Negó con la cabeza. No exactamente negando. Más como si estuviera tratando de procesar información que no encajaba en ningún marco que tuviera sentido. —Perdóname. Pero eso parece otra mentira.
Las palabras golpearon más fuerte de lo que deberían. Sabía que dudaría de mí. Sabía que mi historia hacía sospechoso todo lo que decía. Pero escucharlo decirlo todavía dolía.
—No es una mentira.
—Entonces, ¿por qué Thorne asumió la culpa?
—¡Porque sentía que me lo debía! ¡Quién diablos sabe!
—Eso no explica por qué. Y estoy tratando muy duro de creerte.
—Porque… —me detuve. Porque admitir la verdad significaría admitir lo impotente que realmente era. Lo fácilmente que podría ser despedida o castigada. Lo poco que valía mi palabra comparada con la de ellos—. Porque era más seguro para mí de esa manera. Imagina cómo habría estado Cian si la culpa hubiera caído sobre mí.

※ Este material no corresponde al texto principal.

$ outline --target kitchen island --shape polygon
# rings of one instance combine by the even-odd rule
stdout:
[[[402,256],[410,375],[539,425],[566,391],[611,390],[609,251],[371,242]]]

Ronan me estudió. Sus ojos recorrieron mi rostro como si estuviera buscando grietas en mi historia. Señales de engaño o delirio.

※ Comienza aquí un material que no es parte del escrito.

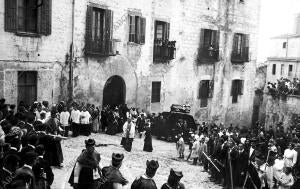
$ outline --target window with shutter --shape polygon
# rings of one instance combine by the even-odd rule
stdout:
[[[51,34],[51,0],[5,0],[5,31]]]
[[[129,15],[129,42],[136,44],[145,43],[146,19],[141,16]]]
[[[231,96],[232,103],[238,102],[238,96],[244,93],[244,81],[243,80],[232,80],[231,85]]]
[[[23,101],[30,105],[37,98],[37,72],[18,72],[18,102]]]
[[[249,61],[249,35],[235,33],[231,53],[232,63],[244,63]]]
[[[169,41],[169,36],[170,24],[163,21],[155,21],[153,48],[154,62],[167,62],[175,58],[176,41]]]
[[[220,33],[216,30],[201,29],[198,62],[214,63],[219,59]]]
[[[160,81],[152,82],[151,103],[160,102],[160,89],[161,89]]]
[[[207,107],[208,98],[212,98],[213,95],[213,81],[201,80],[199,85],[199,99],[200,107]]]
[[[87,6],[85,53],[89,55],[113,55],[113,12],[108,9]]]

—De acuerdo —dijo finalmente—. Supongamos que te creo. Digamos que de alguna manera la curaste. ¿Qué tiene que ver eso con Aldric?
—Después de que entró en paro, hicimos un análisis de sangre.
—Hicimos. —Su tono se agudizó ligeramente—. Tú y Thorne otra vez.
—Sí.
—¿Y este análisis de sangre mostró exactamente qué?
Encontré su mirada. Mantuve sus ojos incluso cuando todos mis instintos me gritaban que mirara hacia otro lado. —Cantidades trazas de un anestésico. Algo que ralentizaría la curación. La haría más débil. Brebaje de Espina Plateada.
—¿Y?
—Y más del veneno. En dosis letales.
Su mandíbula se tensó. —Estás diciendo que alguien le dio más veneno después de que supuestamente la curaste.
—Estoy diciendo que Aldric lo hizo.
—¿Por qué?
—Porque estaba despertando. Porque tal vez habría sabido algo y le habría contado a todos lo que realmente sucedió. Porque él no podía permitir que eso sucediera. Se me ocurren muchas cosas. Así que deja de ser un Thomas incrédulo.
Ronan estuvo callado por un largo momento. Miró hacia otro lado. Miró al campo de entrenamiento. A los centinelas entrenando en la distancia. Cuando volvió a mirarme, su expresión era cautelosa.
—Entiendes de qué lo estás acusando —dijo en voz baja.
—Lo entiendo.
—Esto no es solo conspiración o manipulación. Estás diciendo que intentó matar a la Gran Luna. Varias veces.